Language Comprehension and Production WORDS: MEANING, MEMORY, AND RECOGNITION

A word is a unit which is a constituent at the phrase level and above. It is sometimes identifiable according to such criteria as (1) being the minimal possible unit in a reply (2) having features such as (a) a regular stress pattern, and (b)phonological changes conditioned by or blocked at word boundaries. (3) being the largest unit resistant to insertion of new constituents within its boundaries, or (4) being the smallest constituent that can be moved within a sentence without making the sentence ungrammatical.
Meaning is a notion in semantics classically defined as having two components:   
(1)   Reference, anything in the referential realm denoted by a word or expression, and
(2)   Sense, the system of paradigmatic and syntagmatic relationships between a lexical unit and other lexical units in a language.
In psychology, memory is the processes by which information is encoded, stored, and retrieved. Encoding allows information that is from the outside world to reach our senses in the forms of chemical and physical stimuli. In this first stage we must change the information so that we may put the memory into the encoding process. Storage is the second memory stage or process. This entails that we maintain information over periods of time. Finally the third process is retrieval. This is the retrieval of information that we have stored. We must locate it and return it to our consciousness. Some retrieval attempts may be effortless due to the type of information.
From an information processing perspective there are three main stages in the formation and retrieval of memory:
(1)   Encoding or registration (receiving, processing and combining of received information)
(2)   Storage (creation of a permanent record of the encoded information)
(3)   Retrieval, recall or recollection (calling back the stored information in response to some cue for use in a process or activity)

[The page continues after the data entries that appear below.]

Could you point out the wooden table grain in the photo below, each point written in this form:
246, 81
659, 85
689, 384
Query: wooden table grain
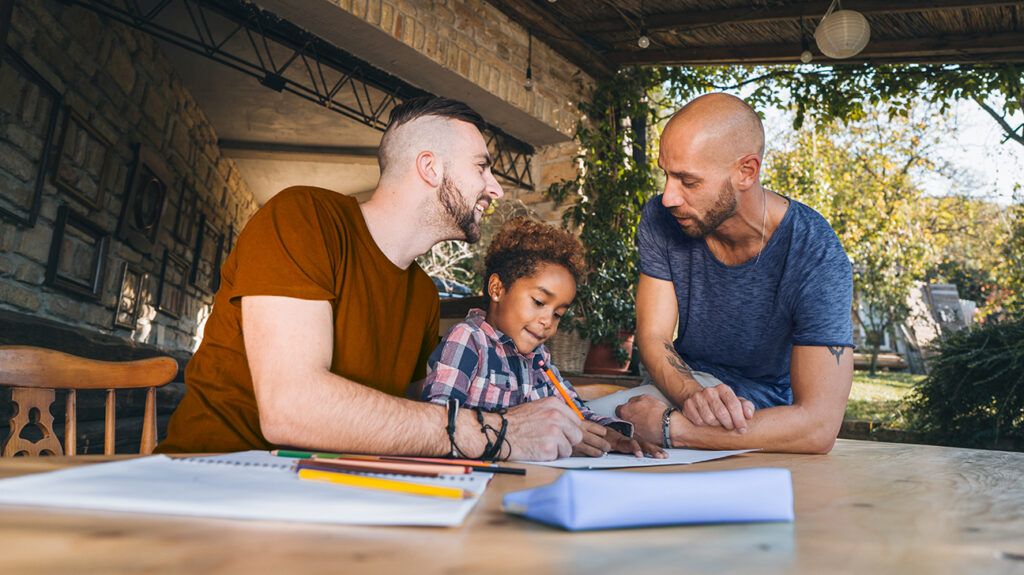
866, 507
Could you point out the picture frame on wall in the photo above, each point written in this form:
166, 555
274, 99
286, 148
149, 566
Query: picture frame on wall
83, 161
171, 292
130, 297
144, 201
78, 255
31, 105
206, 261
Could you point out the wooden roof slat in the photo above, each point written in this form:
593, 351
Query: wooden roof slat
555, 34
751, 14
968, 45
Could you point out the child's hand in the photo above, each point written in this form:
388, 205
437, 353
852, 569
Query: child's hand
637, 446
594, 442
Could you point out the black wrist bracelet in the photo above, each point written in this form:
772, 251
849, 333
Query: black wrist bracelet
666, 424
453, 415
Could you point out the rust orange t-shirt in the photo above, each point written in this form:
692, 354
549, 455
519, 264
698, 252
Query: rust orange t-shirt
309, 244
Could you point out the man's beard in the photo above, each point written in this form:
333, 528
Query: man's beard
463, 215
724, 208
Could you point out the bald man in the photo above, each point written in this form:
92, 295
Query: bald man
759, 286
324, 318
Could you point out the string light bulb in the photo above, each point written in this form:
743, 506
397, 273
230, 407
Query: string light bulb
644, 40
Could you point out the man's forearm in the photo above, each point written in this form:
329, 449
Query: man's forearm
668, 369
791, 429
332, 413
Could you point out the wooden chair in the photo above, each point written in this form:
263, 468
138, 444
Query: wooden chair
36, 373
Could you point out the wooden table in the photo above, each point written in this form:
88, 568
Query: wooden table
865, 507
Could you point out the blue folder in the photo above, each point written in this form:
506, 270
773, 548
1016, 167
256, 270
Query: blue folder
585, 499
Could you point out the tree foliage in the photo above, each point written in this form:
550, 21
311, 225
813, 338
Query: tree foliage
974, 396
848, 93
859, 178
607, 196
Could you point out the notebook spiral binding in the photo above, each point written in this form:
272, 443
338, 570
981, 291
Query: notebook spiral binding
291, 465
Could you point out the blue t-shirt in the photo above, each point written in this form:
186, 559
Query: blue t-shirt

Memory can be short-term or long-term.
Short-term memory (or "primary" or "active memory") is the capacity for holding a small amount of information in mind in an active, readily available state for a short period of time. The duration of short-term memory (when rehearsal or active maintenance is prevented) is believed to be in the order of seconds.
Long-term memory (LTM) is memory in which associations among items are stored, as part of the theory of a dual-store memory model. According to the theory, long-term memory differs structurally and functionally from working memory or short-term memory, which ostensibly stores items for only around 20–30 seconds and can be recalled easily
Recall is to remember something by thinking or recalling it in your mind from memory whereas recognition is to remember something in your memory through looking at something and recognising it as something seen before.

In understanding and producing language begins with the recognition of language or words, then understand the meaning and save it in memory. So it can perform retrieval process, that is recall the stored information in response to some cue for use in a process or activity . memory is divided into two, the first short term memory, information that is no longer stored in the memory, the second long term memory, that is data or information stored relatively permanent, because often done or pronounced over and over again.